WASHINGTON – The middle class is receiving less of America’s total income, declining to its smallest share in decades.
A study released Wednesday by the Pew Research Center highlights diminished hopes, too, for the roughly 50 percent of adults defined as middle class, with household incomes ranging from $39,000 to $118,000. The report describes this mid-tier group as suffering its “worst decade in modern history,” having fallen backward in income for the first time since the end of World War II.
Three years after the recession technically ended, fewer middle class Americans believe that hard work will allow them to get ahead in life. Families are now more likely to say their children’s economic future will be the same or worse than their own.
The Pew study is just the latest indicator of a long-term trend of widening U.S. income inequality. The Census Bureau reported last year that income fell for the wealthiest – down 1.2 percent to $180,810 for the top 5 percent of households. But the bottom fifth of households – those making $20,000 or less – saw incomes decline 4 percent.

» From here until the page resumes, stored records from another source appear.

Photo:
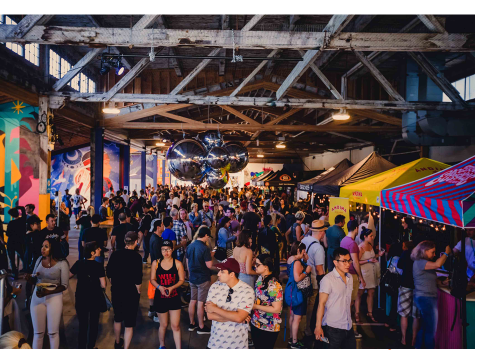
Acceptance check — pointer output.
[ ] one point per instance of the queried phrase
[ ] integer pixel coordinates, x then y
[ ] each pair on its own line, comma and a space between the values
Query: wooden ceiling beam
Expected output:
97, 37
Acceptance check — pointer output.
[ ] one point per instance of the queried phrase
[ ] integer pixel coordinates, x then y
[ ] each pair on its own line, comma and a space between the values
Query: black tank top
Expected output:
167, 278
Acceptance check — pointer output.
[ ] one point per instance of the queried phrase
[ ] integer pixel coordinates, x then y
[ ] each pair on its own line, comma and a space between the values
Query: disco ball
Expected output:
211, 139
217, 179
185, 159
217, 158
238, 156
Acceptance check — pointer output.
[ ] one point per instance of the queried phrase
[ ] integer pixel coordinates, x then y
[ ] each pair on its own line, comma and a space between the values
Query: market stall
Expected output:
446, 197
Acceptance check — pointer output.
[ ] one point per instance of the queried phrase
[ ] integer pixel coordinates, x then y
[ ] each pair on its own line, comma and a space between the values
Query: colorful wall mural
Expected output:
71, 170
20, 157
111, 166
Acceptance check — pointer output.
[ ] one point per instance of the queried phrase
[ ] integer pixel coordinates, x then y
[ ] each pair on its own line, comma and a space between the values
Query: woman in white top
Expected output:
368, 265
47, 302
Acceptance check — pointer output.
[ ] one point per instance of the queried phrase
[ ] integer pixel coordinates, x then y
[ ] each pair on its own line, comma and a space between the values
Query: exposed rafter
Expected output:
65, 35
378, 76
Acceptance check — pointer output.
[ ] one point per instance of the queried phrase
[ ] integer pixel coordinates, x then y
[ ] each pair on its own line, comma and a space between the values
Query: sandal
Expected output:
370, 316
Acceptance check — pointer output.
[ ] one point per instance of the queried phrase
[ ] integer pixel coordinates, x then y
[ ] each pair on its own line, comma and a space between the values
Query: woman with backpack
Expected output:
89, 296
299, 280
50, 275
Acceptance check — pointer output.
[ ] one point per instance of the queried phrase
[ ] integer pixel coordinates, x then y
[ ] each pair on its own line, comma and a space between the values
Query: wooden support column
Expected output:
143, 169
96, 167
45, 162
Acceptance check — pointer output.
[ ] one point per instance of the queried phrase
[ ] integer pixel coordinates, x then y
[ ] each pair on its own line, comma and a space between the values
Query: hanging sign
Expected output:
339, 206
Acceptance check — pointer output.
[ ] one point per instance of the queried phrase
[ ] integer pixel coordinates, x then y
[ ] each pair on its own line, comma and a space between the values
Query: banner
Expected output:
339, 206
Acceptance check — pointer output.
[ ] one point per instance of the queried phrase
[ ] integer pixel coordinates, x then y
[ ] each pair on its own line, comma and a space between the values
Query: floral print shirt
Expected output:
274, 292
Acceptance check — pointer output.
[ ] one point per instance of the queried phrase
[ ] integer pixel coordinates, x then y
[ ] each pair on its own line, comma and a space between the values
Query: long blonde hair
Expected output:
11, 340
418, 252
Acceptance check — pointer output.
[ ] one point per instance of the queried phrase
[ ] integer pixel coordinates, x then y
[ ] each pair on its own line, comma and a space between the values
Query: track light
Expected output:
341, 115
111, 111
109, 62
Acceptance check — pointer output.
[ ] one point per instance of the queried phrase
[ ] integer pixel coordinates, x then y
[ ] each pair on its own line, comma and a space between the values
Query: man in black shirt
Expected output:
250, 221
118, 233
119, 208
16, 233
125, 272
95, 233
103, 209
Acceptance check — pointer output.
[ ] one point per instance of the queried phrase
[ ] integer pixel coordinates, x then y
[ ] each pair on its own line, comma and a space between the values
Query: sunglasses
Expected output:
229, 297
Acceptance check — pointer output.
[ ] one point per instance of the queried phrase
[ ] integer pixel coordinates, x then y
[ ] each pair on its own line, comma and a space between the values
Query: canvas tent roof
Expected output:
309, 185
373, 164
446, 197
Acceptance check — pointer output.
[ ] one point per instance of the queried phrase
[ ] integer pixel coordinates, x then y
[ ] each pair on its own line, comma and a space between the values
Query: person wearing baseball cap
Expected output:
229, 302
167, 275
315, 244
125, 271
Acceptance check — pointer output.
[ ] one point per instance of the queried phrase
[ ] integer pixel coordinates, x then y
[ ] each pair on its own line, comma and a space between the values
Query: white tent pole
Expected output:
379, 245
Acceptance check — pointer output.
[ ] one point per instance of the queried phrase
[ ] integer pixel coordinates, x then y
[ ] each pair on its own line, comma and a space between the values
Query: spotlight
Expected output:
108, 62
111, 111
341, 115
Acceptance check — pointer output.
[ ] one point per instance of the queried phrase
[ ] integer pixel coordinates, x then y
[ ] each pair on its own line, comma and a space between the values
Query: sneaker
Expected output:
120, 345
297, 345
204, 330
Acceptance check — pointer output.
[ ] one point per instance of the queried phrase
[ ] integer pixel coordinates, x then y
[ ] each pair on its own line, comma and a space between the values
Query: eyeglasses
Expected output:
229, 297
345, 261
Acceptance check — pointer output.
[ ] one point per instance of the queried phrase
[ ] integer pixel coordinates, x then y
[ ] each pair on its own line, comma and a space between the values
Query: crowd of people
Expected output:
222, 253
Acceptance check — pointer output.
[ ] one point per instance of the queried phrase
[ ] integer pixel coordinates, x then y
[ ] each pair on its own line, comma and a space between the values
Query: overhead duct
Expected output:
433, 128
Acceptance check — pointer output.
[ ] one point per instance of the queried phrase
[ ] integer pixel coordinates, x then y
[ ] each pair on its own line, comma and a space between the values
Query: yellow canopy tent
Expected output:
367, 191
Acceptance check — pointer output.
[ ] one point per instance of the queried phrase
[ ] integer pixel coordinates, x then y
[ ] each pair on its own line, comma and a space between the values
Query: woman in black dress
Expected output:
166, 276
89, 298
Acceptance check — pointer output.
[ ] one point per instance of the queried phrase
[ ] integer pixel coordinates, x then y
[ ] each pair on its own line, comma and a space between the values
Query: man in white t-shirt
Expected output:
469, 251
316, 260
229, 302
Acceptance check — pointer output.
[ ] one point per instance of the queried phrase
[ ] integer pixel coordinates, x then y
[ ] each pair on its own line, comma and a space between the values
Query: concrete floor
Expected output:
146, 332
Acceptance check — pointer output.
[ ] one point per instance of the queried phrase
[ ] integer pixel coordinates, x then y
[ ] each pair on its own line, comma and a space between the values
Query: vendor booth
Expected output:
445, 197
371, 165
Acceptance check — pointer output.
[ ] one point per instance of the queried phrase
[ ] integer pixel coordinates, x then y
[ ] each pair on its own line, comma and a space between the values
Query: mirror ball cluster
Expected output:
206, 159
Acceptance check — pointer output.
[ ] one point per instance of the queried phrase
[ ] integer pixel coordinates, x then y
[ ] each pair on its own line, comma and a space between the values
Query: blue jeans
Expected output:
428, 308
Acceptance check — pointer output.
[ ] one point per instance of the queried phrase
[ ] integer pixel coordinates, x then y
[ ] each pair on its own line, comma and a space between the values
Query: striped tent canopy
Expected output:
446, 197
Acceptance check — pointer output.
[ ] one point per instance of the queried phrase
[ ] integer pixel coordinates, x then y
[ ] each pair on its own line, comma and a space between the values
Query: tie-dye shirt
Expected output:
274, 292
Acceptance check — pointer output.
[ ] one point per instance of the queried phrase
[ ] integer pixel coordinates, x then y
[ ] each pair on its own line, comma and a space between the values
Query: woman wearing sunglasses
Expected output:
167, 275
368, 262
267, 308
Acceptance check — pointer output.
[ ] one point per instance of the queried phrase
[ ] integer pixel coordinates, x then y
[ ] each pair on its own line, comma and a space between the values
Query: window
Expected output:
54, 64
32, 53
16, 48
91, 85
83, 83
465, 87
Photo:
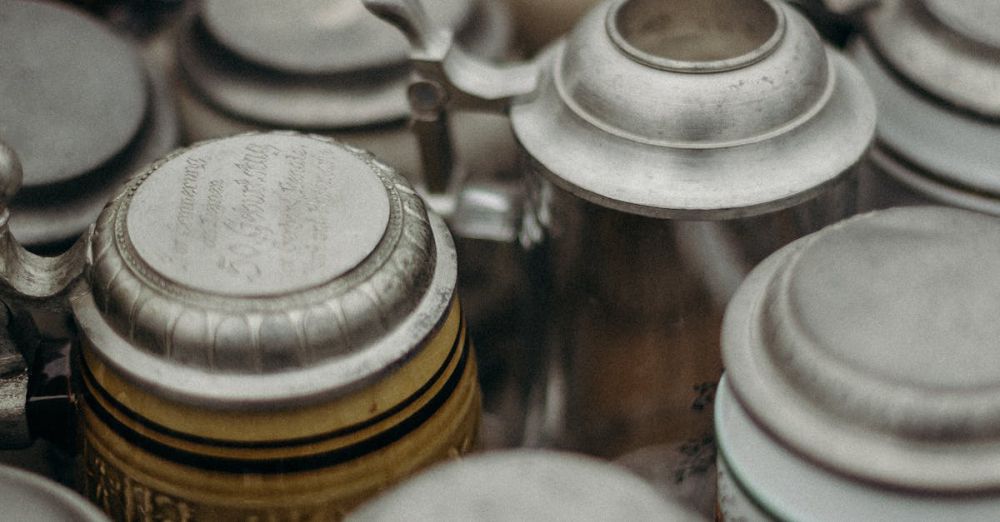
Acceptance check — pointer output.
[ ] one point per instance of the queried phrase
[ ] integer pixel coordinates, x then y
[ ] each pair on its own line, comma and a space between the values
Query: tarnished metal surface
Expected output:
82, 111
870, 348
26, 497
662, 161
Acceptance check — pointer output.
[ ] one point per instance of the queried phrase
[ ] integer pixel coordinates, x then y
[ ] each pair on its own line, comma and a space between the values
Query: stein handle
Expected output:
446, 77
27, 282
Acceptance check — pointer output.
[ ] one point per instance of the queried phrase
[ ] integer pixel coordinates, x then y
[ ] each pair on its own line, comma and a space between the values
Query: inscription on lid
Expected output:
253, 216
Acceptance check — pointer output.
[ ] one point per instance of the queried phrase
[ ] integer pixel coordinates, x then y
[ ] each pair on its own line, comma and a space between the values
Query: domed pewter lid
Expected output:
948, 49
524, 485
313, 64
872, 348
678, 108
949, 155
264, 269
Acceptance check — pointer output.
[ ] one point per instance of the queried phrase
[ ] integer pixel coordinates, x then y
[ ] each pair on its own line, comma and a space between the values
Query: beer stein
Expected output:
268, 329
29, 498
83, 111
322, 66
523, 485
666, 147
861, 374
934, 66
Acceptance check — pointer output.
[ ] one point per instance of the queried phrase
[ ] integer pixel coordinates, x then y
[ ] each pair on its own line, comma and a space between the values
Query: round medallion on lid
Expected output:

The new study reviewed 2010 data from the Census Bureau and Federal Reserve, defining “middle class” as the tier of adults whose household income falls between two-thirds and double the national median income, or $39,418 to $118,255 in 2010 for a family of three. By this definition, “middle class” makes up about 51 percent of U.S. adults, down from 61 percent in 1971.
In 1970, the share of U.S. income that went to the middle class was 62 percent, while wealthier Americans received 29 percent. By 2010, the middle class had 45 percent of the nation’s income, tying a low first reached in 2006, compared to 46 percent for upper-income Americans.